I basically need to create an indexes for multiple tables
Right now Seeker does not support adding, updating, or deleting stuff from an index. I've been meaning to do that for a while now but I haven't found the time. You would need to do it all at once for multiple tables. What I would recommend is using Query of Query to join the multiple record sets, and then index that query.
thanks again ray.
I assume that would be true for file indexing too?
Yep. A bit of a pain, I know. :) Luckily things index rather quickly (as far as I know). Adding add/edit/delete support for indexes is #1 on my list for Seeker. Now to find the time...
its a life saver considering i dont have access to verity.
Thanks for creating it!
Hi.
I am in the search for a search engine product as a replacement of Verity (Apparently it has been bought by a company called Autonomy, and the licences are not cheap).
What i requires is simply a search engine that will allow me to spide or catalogue external sites.
Where do i start looking.
p.s. i have come here because i have read a little about Lucence and the name seems to appear quite often.
Well, you can always Google. Your question is a bit broad. You haven't said what your requirements are or what you have considered already.
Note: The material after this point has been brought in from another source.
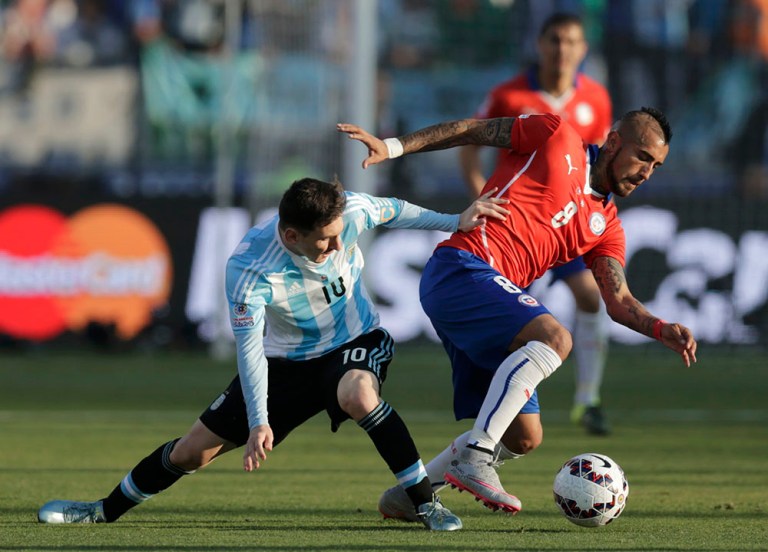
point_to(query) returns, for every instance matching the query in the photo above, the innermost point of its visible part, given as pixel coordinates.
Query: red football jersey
(554, 214)
(587, 107)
I will point out that if you upgrade to ColdFusion 9, you get Solr/Lucene support built in. No need to make use of my Seeker project at all.
Hi Ray.
First thanks for your response (to be honest i wasn't actually expecting one
seen as you seem a bit of a CF Guru).
About me:
Ok, i am relatively new to both ColdFusion and search engines.
About the business:
I work for a UK based local government organization, hence we don't have
deep pockets.
The project:
The project is a web based portal/observatory for the local district. The
idea is to have one place for all the information on the district with a
primary focus on Geographic information.
The project was initially developed as a pilot, which forced to become live
by the powers that be (hence the lack of accessibility and bad design).
The search engine:
Until now i have been using the free verity search engine built into
ColdFusion.
I use ColdFusion 8 on my external server and development servers (i have
just been informed i already have ColdFusion 9 that just needs installing).
The search engine has served its purpose for the preliminary release however
i now need a product that will allow me to search multiple sites of partner
organizations (i.e. police, national government, statistical sites, national
health service etc). Also my hunt for a new product has become more urgent
seen as i can not do Boolean searches in it (i am sure you are supposed to).
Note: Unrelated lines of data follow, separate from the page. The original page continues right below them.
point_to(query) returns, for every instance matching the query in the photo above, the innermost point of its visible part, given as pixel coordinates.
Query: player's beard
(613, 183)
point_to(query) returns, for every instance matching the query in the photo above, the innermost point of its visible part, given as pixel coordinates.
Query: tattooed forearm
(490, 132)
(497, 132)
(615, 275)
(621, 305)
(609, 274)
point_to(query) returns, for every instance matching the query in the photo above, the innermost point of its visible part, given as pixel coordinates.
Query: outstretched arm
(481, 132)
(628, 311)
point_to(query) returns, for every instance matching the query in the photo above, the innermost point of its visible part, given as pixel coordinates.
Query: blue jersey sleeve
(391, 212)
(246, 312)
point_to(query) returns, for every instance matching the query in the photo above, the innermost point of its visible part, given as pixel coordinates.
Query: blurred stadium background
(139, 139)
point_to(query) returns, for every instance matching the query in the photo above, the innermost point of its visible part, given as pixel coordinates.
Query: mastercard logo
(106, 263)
The primary aspects i require:
1. scalability
2. ability to do cross site searching
3. ranking / scoring
4. potential advanced search features (to narrow the search)?
My questions are:
1. Given the above what products would you recommend, (even purchased
products, providing the cost isn't astronomical like Autonomy's licensing of
verity or its own products.
2. any other hints, tips and ideas you can provide for a complete newbie?
Thanks again
Saff
p.s. sorry for the email, i just replied to what landed in my inbox...also....thus far i have enjoyed reading your blog so now adding one to your
subscribers list :D
Hmm, I think the big issue here is your #2. You want the ability to search against _other_ sites. I assume those sites aren't on your server. As far as I know, your only option would probably be a custom Google search engine. http://www.google.com/cse/
This is a Google feature that allows you to build a custom search engine limited to certain URLs.
Give that a shot first I'd say.
Does Seeker need any updating since it's last release and now that Lucene Java 3 is out?
I honestly have no idea. If you see that it does and want to perform the updates, I'll gladly take in any submissions.